The data was taken from 10 hospital sites in the U.S. and Europe with a patient cohort that included critically ill adults admitted to intensive care with a suspicion of sepsis.
The test, which measures two immune biomarkers to differentiate sepsis from SIRS, is produced by Immunexpress, a molecular diagnostic company based in Brisbane, Australia and Seattle.
The test uses reverse transcription polymerase chain reaction (RT-PCR) to quantify the relative expression levels of host response genes isolated from whole blood, providing results in about an hour from sepsis suspicion.
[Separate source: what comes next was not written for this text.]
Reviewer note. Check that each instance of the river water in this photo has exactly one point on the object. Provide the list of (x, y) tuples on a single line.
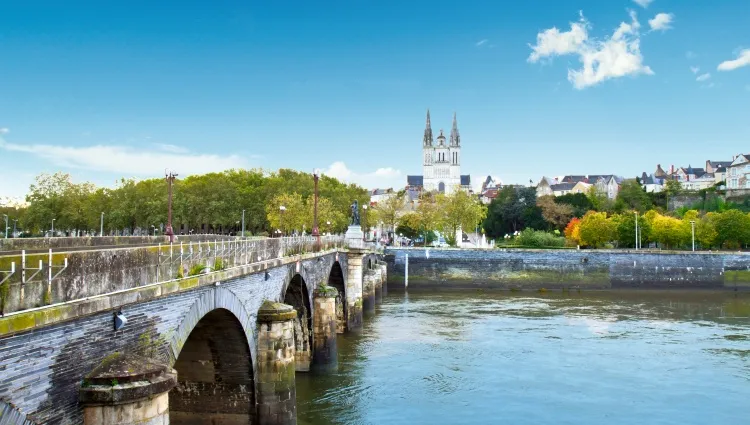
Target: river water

It is intended for use in conjunction with clinical assessments, vital signs, and laboratory findings on patients with escalating signs and symptoms of critical illness.
"The data demonstrate that no combination of biomarkers outperformed SeptiScore alone, or models including SeptiScore, at identifying sepsis," said Dr. Roy Davis, PhD, chief medical officer of Immunexpress in the presentation.
Davis said SeptiCyte RAPID was not intended to be used as a standalone test, but in this study “adding other biomarkers to SeptiScore didn't appreciably increase the diagnostic certainty of differentiating sepsis from SIRS.”